We are moving.  To a house.  I am beyond tickled.  A house…a real house made of bricks.  I will soon have a fireplace and garage and grass and trees and patio and a master closet to die for.  All the things a girl wants growing up…especially the closet.  Did I mention the fantastic closet?  Heck I am excited there is a special little storage spot for brooms and mops.  Yeah, I get excited about that type of stuff.  I have already threatened to do snow angels on the living room floor I am just that excited.  I can’t believe I am fixing to own a garage door opener. 

So with moving comes packing.  Boxes.  Lots and lots of boxes.  And in boxes goes stuff.  You know your personal stuff.  Books, clothes, blankets, sheets, make up you never use, dishes you forgot you own, appliances you never use.  Just stuff.  So here is my dilemma and where my humor comes into play. 

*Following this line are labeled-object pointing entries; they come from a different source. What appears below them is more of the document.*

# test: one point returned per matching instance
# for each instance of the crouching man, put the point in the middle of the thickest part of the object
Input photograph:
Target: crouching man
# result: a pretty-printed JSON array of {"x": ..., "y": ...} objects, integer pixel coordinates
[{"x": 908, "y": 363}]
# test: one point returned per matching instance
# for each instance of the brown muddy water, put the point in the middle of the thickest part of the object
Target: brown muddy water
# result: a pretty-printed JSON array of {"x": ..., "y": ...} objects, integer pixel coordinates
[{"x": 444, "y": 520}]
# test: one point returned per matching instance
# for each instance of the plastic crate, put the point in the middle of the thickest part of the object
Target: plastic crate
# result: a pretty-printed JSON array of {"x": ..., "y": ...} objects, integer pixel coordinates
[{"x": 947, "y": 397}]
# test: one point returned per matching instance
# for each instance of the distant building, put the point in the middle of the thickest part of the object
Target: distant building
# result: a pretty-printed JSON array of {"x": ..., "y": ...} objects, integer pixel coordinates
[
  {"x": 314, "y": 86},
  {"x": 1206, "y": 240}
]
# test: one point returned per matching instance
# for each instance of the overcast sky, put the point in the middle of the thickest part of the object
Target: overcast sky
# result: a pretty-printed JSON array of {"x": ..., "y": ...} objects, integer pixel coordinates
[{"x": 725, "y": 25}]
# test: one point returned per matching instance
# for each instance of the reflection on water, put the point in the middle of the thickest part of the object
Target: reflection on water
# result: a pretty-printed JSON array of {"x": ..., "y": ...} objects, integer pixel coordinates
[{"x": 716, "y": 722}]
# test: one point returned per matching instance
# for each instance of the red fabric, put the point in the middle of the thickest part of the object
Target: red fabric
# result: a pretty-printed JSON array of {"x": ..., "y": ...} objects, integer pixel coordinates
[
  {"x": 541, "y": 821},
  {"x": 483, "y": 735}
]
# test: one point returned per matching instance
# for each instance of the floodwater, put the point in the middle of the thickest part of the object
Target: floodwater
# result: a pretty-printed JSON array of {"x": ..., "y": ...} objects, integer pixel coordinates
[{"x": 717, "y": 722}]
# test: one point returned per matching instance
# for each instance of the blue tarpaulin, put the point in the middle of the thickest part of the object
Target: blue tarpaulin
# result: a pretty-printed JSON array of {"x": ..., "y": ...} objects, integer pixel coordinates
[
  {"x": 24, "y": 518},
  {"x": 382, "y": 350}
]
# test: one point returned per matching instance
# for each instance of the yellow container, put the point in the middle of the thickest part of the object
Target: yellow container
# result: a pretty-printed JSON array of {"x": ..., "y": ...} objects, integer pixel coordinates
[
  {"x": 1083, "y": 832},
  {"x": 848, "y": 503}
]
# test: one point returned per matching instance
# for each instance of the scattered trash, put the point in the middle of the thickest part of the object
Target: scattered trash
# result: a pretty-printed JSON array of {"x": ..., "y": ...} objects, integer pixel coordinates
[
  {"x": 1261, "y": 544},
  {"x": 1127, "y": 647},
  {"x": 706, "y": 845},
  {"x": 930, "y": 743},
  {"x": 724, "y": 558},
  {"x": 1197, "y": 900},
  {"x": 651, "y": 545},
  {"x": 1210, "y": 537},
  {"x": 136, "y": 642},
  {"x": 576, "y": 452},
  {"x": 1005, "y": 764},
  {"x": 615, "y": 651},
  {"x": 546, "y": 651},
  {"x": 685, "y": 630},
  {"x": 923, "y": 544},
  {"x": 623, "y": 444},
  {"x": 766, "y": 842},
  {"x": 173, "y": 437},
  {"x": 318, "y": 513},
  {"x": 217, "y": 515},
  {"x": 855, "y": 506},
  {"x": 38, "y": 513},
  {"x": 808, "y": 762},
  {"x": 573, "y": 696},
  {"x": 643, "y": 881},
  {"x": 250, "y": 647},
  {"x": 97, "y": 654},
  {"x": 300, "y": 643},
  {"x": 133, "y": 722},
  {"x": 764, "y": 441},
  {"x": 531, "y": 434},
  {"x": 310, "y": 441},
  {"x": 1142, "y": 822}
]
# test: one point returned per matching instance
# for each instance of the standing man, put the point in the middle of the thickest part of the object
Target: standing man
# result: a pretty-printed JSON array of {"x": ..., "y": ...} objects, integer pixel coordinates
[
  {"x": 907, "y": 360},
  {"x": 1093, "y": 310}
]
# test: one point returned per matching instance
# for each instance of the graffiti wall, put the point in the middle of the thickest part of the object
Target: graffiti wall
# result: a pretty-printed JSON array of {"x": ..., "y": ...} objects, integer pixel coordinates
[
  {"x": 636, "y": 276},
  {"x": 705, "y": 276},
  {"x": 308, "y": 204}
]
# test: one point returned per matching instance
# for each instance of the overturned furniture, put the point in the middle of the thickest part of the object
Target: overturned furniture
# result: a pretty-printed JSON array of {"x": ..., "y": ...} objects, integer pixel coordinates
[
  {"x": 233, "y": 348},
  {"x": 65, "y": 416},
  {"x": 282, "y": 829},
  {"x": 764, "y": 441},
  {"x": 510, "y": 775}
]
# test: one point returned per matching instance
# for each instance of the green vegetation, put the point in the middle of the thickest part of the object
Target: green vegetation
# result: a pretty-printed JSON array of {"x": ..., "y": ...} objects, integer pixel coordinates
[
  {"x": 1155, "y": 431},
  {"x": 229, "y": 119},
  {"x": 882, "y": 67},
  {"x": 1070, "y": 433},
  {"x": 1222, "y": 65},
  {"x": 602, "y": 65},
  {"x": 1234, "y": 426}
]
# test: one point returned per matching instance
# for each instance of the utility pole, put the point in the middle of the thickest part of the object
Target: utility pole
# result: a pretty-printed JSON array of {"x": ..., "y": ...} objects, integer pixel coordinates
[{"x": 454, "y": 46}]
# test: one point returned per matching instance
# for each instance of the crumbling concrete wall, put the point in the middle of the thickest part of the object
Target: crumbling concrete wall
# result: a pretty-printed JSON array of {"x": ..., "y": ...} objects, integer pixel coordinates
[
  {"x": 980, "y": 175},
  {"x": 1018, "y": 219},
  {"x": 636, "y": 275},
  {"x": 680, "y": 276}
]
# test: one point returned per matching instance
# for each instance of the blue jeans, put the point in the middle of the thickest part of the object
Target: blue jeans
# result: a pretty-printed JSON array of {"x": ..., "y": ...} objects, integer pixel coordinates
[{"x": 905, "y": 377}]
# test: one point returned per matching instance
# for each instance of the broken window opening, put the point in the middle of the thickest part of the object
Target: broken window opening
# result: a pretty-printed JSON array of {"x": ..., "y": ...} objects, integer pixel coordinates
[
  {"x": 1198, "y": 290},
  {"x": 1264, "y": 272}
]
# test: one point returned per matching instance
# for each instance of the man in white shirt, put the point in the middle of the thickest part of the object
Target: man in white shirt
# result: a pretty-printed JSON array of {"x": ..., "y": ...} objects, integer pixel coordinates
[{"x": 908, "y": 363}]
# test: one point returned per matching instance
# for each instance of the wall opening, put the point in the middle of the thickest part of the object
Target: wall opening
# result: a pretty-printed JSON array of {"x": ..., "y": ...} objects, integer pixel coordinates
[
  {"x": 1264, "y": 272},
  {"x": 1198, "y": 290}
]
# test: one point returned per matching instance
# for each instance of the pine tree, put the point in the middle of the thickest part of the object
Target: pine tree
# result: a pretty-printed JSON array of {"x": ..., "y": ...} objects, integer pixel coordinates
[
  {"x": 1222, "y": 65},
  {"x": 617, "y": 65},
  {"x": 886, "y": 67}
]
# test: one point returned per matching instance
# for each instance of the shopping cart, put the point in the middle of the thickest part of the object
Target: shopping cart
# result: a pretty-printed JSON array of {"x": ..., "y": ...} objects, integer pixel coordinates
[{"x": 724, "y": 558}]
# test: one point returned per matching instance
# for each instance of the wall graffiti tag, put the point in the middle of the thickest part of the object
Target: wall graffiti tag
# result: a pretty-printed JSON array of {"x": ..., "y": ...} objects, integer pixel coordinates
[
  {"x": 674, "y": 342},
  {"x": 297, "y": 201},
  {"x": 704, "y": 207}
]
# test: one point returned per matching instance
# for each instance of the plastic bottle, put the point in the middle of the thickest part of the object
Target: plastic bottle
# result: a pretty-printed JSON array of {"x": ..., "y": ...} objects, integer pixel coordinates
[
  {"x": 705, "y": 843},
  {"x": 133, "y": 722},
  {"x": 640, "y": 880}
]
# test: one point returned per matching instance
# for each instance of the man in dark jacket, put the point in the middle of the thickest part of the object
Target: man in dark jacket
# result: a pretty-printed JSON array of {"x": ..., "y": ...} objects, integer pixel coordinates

My dad was cremated.  After his cremation he was divided in thirds.  Morbid I know.  So I have one third of my dad.  Currently he sits on a bookshelf in a plastic bag, twist tied shut and in a plastic box.  I have more of him than I thought I would have and he is heavier than I expected.  But there he sits.  My third of a dad in a box.  He just hangs out up there.  No worries..it’s dad in a box. Except we are moving.

I now have a quandary.  Does Dad in a box go into a box?  I mean do I just pack him up? Dad in a box in with some books, a couple of hangers and random papers that are part of the last few boxes you box up?  The random stuff that has no home as you are organizing your life into little or big boxes.  Will my dad like his box in a box?  Or do I just carry him in the truck with me and two kids and a dog?  What if I have to put him behind the seat? 

I have discovered there are no cremation etiquette.  I have to figure this out on my own .  So for now, until the day of moving, dad in the box will sit on top of the bookshelf collecting dust with the clock.